Question

A block system is shown in figure. Frictional force on $2kg$ is ${{f}_{1}}$ and on $3kg$ is ${{f}_{2}}$ and $T$ is tension in the string connecting block A and B. Which of the following is correct?
A. ${{f}_{1}}=8\hat{i},{{f}_{2}}=-15\hat{i},T=2N$
B. ${{f}_{1}}=5\hat{i},{{f}_{2}}=-15\hat{i},T=5N$
C. ${{f}_{1}}=-8\hat{i},{{f}_{2}}=-15\hat{i},T=2N$
D. ${{f}_{1}}=-5\hat{i},{{f}_{2}}=-15\hat{i},T=5N$

Answer 1

Hint:Draw the free body diagram of all the blocks and balance the forces. A free body diagram is a sketch of an object of interest with the entire surrounding object stripped away and all the forces acting on the body are shown, it helps to visualize all the forces acting on a single object.
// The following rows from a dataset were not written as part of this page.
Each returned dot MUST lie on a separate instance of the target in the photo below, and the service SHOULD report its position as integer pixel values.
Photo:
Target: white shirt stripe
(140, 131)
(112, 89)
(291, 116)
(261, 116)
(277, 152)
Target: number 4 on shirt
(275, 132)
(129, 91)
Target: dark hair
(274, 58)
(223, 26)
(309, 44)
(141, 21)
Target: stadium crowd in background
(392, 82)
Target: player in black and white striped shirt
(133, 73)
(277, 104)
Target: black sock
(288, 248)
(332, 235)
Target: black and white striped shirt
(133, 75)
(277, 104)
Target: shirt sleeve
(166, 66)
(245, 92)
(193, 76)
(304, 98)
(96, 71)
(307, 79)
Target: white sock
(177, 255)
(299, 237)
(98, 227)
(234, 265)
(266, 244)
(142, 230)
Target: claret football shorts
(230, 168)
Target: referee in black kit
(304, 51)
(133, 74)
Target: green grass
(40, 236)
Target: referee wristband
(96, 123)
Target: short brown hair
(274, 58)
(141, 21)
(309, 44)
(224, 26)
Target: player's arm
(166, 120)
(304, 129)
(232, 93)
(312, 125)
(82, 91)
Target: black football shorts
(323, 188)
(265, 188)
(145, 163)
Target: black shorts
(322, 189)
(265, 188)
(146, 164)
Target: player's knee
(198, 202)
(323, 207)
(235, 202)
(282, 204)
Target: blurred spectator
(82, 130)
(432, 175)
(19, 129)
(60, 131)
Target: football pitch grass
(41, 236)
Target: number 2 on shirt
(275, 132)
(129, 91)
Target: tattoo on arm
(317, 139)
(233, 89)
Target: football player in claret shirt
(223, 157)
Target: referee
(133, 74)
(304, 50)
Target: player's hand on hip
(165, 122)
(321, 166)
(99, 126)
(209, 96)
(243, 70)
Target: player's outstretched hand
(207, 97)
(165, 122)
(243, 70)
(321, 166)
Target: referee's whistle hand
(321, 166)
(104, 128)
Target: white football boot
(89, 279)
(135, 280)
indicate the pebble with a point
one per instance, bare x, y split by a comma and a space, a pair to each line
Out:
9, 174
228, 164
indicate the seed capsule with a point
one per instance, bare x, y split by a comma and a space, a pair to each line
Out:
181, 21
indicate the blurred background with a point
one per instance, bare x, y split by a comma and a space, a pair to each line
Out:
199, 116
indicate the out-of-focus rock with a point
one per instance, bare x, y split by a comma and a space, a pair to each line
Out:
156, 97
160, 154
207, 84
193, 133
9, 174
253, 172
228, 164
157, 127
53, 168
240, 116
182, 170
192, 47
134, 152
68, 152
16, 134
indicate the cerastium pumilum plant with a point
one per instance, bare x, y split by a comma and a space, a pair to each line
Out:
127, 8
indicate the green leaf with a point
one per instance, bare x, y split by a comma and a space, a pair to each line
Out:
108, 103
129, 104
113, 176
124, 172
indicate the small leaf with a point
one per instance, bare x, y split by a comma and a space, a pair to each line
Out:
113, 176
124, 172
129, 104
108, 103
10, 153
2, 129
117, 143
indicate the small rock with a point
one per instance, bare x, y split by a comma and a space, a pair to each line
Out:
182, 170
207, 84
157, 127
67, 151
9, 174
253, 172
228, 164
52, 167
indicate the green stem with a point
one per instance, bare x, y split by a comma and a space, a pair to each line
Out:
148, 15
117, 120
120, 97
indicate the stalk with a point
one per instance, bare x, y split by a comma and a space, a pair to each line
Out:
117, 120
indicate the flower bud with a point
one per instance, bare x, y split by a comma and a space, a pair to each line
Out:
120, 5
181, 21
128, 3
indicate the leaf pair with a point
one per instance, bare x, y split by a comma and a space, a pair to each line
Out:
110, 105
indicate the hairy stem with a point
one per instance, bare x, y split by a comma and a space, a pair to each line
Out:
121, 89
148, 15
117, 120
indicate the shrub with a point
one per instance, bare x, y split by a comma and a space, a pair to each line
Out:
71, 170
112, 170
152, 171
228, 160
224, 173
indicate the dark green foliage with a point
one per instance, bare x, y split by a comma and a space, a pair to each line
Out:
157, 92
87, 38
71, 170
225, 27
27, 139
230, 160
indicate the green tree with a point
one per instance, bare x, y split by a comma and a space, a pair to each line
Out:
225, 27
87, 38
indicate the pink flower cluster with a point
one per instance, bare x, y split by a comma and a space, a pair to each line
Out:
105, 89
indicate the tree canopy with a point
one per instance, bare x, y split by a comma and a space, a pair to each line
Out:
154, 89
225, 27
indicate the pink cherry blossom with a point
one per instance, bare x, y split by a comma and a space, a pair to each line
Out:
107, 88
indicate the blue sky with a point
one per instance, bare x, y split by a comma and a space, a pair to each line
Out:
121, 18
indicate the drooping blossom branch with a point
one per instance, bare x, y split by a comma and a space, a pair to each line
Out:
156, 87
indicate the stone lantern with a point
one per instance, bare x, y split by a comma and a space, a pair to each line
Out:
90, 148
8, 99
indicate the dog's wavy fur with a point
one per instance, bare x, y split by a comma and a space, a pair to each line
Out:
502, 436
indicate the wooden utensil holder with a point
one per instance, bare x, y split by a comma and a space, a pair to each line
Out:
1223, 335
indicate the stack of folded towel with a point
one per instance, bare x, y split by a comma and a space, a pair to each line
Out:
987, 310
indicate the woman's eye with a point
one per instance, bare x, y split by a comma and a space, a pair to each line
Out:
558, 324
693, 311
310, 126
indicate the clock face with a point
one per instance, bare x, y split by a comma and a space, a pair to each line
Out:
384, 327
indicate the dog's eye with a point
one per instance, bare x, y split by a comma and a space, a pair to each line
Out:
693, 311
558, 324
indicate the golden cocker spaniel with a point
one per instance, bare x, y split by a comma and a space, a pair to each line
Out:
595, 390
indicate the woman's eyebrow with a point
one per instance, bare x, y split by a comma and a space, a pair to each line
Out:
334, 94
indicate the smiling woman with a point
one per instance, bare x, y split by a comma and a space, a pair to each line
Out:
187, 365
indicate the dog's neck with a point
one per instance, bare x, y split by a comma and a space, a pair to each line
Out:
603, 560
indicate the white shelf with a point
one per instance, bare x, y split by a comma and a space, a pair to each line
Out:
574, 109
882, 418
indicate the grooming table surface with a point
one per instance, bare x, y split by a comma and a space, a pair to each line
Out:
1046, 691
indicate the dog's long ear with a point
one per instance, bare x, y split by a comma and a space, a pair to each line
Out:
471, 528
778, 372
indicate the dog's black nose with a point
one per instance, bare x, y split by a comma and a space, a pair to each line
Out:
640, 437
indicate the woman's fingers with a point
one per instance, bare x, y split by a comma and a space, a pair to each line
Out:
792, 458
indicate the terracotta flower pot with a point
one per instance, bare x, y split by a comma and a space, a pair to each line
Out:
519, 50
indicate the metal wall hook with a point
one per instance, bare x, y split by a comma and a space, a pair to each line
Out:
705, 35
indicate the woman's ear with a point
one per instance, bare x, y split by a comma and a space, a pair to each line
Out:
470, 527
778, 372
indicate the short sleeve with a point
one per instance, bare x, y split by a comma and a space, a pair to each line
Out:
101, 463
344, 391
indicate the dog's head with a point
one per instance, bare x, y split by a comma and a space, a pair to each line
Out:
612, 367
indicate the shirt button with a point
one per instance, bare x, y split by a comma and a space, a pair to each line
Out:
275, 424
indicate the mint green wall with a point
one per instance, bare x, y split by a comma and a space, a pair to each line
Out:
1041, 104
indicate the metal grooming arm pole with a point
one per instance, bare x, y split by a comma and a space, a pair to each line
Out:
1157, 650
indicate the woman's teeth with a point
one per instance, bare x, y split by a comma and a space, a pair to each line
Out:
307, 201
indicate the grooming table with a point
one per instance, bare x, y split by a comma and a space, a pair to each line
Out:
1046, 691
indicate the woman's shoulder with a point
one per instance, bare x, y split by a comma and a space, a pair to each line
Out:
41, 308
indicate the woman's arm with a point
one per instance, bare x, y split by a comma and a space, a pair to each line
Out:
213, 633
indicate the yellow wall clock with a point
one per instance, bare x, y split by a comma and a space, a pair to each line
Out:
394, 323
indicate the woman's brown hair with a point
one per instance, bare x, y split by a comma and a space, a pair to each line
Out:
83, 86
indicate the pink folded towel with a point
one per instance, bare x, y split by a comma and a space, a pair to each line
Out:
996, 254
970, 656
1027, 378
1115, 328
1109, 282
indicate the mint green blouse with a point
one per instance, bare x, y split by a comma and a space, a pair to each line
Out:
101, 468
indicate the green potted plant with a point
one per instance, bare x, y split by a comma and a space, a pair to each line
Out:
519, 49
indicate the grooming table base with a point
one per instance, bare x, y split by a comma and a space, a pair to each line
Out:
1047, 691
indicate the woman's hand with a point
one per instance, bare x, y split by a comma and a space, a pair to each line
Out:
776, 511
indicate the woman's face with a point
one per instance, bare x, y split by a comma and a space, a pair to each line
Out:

Complete step by step answer:
The blocks of $1kg$ and $2kg$ will experience gravitational force in downward direction due to their weight. Gravitation force on $2kg$ block $W=mg$, take g=$10$ $m{{s}^{-2}}$
$W=2\times 10 \\
\Rightarrow W=20N \\ $
Gravitation force on $1kg$ block $W=mg$, take g=$10$ $m{{s}^{-2}}$
$W=1\times 10 \\
\Rightarrow W=10N \\ $
Free body diagram of Block B

Normal force (N) is a contact force that is felt when a surface pushes against an object that is placed on that surface and is perpendicular to the surface that an object contacts.
Since the body is not going anywhere in a vertical direction, upward and downward force will be equal in magnitude.
$N=mg$, here mass of the block is $3kg$.
$N=3\times 10=30N$
Normal force on block B is $30N$. Frictional force is the resistance force against motion of one object moving relative to another. It is in the opposite direction to motion of the object.
${{f}_{2\max }}=\mu N =0.5\times 30=15N \\ $ ($\mu =0.5$ for block B and N represents normal reaction)
Let the block B start moving in x direction with acceleration a.
$ma=20-T-{{f}_{2}}$
$3a=20-T-{{f}_{2}}.........\left( 1 \right)$
Since the block is at rest a=$0$, the equation will become;
$20=T+{{f}_{2}}............\left( 2 \right)$

Since the body is not going anywhere in a vertical direction, upward and downward force will be equal in magnitude.
$N=mg$, here mass of the block is $2kg$
$N=2\times 10=20N$
${{f}_{1\max }}=\mu N =0.4\times 20=8N \\ $ ($\mu =0.4$ for block A and N represents normal reaction)
Let the block B start moving in x direction with acceleration a.
$2a=T-10-{{f}_{1}}........\left( 3 \right)$
Since the block is at rest a=$0$, the equation will become;
$T-{{f}_{1}}=10$ .............$\left( 4 \right)$
Add $\left( 2 \right)and\left( 4 \right)$
${{f}_{1}}+{{f}_{2}}=10.......\left( 5 \right)$
Using $\left( 2 \right),\left( 4 \right)and\left( 5 \right)$
We will get ${{f}_{1}}=-5\hat{i},{{f}_{2}}=-15\hat{i},T=5N$

Therefore option D is the correct answer.

Note: Friction always slows a motion and amount of friction depends on the material from which those two surfaces are made. To stop the motion block A will provide $5N$ friction and block B will give $15N$ friction.